Relations bilatérales

Relations politiques

Le Président du Turkménistan cumule les fonctions de chef de l’Etat, de chef du gouvernement, de commandant en chef de l’armée et de président du parti au pouvoir. Les élections législatives du 15 décembre 2013 ont constitué les premières élections bipartites opposant le parti officiel, le parti démocratique du Turkménistan, au parti des Industriels et des Entrepreneurs. En septembre 2016, une réforme de la Constitution a étendu la durée du mandat du chef de l’Etat de cinq à sept ans et supprimé la limite d’âge des candidats pour se présenter à l’élection présidentielle. Le 25 mars 2018, des élections législatives et municipales ont conduit au renouvellement des 125 députés du Mejlis, chambre unique du Parlement, des hôkims (Maires) de municipalités, ainsi que à la désignation d’une partie des membres du Conseil du Peuple, chambre consultative. La situation des droits de l’Homme est régulièrement critiquée par les associations internationales en charge de leur défense.

Visites

Après la visite au Turkménistan du président Mitterrand, le président turkmène s’est rendu en France en 1996 et son successeur a effectué une visite officielle à l’invitation du président de la République les 1er et 2 février 2010. Le ministre des Affaires étrangères, Laurent Fabius, s’est rendu à Achgabat le 2 mars 2013 puis a reçu son homologue, Rachid Meredov, le 17 juillet 2015. Le ministre Jean-Marc Ayrault s’est entretenu le 29 mars 2017 à Paris avec M. Vepa Hajiyev, premier vice-ministre turkmène des Affaires étrangères, à l’occasion de la célébration du vingt-cinquième anniversaire de l’établissement des relations diplomatiques entre la France et les Etats d’Asie centrale.

Relations économiques

Le Turkménistan dispose de 9,3% des réserves de gaz prouvées au monde, 4ème derrière l’Iran, la Russie et le Qatar. Il s’efforce de diversifier son économie par une politique de substitution aux importations (en particulier agro-alimentaires) et la création de nouveaux secteurs d’activité (chimie gazière, engrais potassiques). Avec un PIB de 37,93 Mds$ pour 2017 (Banque mondiale), en hausse par rapport à 2016, (36,18 Mds$), le Turkménistan est la troisième économie d’Asie centrale, derrière le Kazakhstan et l’Ouzbékistan. Son taux de croissance, qui dépassait les 10% entre 2011 et 2014, a diminué en 2015 et 2016, pour atteindre respectivement 6,5 et 6,2%, en raison de la baisse des cours internationaux des hydrocarbures, du ralentissement de l’économie chinoise et, dans une moindre mesure, de la crise russe.

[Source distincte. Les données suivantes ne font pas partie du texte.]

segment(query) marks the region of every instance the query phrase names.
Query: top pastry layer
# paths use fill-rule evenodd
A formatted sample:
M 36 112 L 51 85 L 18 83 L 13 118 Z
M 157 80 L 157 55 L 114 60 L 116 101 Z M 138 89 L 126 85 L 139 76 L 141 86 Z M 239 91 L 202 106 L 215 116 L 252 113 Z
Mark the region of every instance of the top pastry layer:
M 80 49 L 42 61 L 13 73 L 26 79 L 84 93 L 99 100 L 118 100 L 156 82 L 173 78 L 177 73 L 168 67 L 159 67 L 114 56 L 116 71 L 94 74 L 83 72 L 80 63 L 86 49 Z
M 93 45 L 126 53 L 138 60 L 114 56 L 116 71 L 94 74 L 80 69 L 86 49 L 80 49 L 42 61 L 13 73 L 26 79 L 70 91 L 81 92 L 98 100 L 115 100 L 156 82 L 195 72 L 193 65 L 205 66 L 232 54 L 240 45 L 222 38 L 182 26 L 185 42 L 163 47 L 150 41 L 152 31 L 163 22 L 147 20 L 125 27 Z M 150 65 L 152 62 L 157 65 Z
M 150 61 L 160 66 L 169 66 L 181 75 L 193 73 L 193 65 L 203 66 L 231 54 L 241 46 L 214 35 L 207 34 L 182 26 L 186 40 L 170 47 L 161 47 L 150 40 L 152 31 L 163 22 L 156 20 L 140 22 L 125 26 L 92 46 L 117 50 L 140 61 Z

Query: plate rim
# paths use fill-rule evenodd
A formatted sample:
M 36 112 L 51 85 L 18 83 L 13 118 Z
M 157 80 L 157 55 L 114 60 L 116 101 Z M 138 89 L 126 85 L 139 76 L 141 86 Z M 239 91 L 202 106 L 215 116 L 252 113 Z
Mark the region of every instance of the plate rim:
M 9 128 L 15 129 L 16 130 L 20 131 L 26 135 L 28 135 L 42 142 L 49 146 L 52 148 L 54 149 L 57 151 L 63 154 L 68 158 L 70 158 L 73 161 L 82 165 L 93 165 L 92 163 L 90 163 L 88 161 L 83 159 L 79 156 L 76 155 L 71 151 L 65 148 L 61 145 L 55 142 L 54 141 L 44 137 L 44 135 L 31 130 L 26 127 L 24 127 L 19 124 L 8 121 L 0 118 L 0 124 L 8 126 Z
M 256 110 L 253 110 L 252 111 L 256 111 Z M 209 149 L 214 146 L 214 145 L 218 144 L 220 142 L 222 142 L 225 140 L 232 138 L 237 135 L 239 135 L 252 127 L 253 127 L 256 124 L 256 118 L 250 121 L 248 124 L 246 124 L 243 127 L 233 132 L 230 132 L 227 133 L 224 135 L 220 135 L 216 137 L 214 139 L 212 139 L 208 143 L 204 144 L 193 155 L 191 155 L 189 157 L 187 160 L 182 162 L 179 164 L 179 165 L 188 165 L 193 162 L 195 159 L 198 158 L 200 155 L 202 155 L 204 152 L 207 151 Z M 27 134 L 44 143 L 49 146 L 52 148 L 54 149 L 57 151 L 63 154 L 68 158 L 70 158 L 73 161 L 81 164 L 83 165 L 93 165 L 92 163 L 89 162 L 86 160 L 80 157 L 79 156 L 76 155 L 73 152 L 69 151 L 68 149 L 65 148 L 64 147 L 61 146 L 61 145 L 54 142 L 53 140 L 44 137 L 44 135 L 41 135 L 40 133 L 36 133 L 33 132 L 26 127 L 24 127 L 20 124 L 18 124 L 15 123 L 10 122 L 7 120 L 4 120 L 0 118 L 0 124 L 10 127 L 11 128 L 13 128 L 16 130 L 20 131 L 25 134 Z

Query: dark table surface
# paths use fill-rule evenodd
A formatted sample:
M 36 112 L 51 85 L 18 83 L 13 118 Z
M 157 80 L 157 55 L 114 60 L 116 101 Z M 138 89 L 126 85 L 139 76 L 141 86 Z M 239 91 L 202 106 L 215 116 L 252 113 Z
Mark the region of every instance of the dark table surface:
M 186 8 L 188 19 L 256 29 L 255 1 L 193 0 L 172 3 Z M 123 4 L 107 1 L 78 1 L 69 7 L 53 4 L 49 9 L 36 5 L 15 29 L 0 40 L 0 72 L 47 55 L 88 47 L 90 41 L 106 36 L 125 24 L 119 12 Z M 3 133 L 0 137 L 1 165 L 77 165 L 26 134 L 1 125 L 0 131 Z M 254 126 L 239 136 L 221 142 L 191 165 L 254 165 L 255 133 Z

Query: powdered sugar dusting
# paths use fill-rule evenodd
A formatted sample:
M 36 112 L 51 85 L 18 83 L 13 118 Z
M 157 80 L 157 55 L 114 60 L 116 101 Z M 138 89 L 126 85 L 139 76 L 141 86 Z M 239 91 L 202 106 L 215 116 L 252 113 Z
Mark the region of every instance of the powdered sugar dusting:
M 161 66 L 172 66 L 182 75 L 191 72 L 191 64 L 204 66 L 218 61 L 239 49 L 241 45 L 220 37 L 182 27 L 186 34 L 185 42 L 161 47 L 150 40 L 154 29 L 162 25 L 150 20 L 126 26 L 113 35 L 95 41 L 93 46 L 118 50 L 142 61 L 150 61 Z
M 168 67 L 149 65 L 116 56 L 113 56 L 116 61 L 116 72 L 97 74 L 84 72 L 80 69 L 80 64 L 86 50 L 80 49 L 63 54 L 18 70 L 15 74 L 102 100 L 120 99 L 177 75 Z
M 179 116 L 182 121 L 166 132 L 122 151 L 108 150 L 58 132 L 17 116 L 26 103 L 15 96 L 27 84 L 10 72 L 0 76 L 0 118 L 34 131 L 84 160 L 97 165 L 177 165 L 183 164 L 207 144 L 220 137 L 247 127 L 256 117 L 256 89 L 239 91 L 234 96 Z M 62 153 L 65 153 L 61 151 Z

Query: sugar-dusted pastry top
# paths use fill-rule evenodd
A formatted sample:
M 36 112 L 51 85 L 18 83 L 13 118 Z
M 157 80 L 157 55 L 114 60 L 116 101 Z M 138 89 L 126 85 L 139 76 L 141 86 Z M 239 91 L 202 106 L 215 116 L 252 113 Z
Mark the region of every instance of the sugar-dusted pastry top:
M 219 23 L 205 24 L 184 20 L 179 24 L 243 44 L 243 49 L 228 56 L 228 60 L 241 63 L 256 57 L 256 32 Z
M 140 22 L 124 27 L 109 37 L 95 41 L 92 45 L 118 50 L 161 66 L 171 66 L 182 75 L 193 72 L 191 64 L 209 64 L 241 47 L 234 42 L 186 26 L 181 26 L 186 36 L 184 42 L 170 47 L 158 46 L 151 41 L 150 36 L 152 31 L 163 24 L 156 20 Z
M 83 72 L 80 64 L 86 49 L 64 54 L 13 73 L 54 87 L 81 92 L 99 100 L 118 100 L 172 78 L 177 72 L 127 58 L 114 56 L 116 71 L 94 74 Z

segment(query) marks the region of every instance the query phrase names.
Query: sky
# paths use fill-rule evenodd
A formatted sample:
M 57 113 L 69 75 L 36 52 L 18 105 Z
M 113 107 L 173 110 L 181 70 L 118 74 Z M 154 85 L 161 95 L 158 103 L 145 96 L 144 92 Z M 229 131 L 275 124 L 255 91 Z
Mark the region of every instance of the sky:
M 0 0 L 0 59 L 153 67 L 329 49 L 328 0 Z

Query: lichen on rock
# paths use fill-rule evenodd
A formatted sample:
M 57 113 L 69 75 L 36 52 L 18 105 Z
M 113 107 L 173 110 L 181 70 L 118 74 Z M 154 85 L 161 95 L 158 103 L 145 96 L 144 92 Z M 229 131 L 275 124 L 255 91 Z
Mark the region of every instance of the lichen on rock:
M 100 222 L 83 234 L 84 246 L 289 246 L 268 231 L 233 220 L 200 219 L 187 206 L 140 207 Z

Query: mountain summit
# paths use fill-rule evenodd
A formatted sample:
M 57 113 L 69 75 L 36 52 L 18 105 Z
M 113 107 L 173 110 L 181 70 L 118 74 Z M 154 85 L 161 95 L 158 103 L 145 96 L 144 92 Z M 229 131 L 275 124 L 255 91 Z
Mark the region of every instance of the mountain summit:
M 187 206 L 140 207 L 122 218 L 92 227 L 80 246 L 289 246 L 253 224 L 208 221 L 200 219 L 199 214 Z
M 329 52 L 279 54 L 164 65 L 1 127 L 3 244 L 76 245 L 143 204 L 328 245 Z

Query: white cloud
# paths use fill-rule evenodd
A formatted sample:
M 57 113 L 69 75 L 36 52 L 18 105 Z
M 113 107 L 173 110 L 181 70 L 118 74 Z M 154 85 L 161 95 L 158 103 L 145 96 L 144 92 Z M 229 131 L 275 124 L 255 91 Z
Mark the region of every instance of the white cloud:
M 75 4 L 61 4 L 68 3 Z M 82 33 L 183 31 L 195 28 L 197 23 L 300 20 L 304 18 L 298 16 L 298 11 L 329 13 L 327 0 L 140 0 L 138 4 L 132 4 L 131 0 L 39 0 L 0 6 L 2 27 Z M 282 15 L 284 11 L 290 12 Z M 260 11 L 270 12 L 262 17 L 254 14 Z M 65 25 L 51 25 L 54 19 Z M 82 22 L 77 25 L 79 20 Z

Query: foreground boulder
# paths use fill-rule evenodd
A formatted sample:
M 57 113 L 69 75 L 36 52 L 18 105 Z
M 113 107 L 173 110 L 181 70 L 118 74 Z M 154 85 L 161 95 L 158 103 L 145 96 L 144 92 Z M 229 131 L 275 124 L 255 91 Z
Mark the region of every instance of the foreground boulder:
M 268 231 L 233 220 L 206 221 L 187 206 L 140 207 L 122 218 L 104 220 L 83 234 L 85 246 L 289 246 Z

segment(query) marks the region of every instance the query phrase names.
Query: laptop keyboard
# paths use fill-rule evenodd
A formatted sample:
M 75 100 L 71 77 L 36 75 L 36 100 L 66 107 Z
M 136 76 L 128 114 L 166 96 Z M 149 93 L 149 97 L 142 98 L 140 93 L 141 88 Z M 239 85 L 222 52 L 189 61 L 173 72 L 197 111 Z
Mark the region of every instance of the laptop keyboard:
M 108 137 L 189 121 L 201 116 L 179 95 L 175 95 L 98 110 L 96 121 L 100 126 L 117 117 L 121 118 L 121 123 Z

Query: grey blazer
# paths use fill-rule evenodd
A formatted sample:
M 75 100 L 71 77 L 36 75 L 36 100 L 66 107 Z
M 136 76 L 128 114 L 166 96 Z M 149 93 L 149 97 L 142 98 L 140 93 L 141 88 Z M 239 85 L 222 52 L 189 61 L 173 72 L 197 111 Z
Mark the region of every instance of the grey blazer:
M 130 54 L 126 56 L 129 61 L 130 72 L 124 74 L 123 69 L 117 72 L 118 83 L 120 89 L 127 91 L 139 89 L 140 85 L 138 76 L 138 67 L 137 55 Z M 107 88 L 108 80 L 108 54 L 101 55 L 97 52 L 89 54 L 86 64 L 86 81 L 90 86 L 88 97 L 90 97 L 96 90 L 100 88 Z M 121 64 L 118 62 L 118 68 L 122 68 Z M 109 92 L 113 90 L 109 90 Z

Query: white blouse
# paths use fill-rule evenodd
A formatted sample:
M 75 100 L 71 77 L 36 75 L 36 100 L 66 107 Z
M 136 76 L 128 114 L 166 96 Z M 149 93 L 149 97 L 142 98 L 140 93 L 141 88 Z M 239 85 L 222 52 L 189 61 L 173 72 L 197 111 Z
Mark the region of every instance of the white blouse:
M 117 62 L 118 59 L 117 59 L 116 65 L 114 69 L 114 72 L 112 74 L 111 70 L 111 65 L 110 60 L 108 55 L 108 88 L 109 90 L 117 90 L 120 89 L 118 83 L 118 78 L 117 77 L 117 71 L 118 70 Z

Coopération culturelle, scientifique et technique

L’Institut français du Turkménistan propose des cours de français, forme des professeurs et organise des événements culturels (cinéma, danse, musique). Par ailleurs, la mission archéologique française au Turkménistan coopère depuis une vingtaine d’années avec les institutions scientifiques du pays, notamment pour des campagnes de fouilles et de restauration sur le site d’Ulug Depe.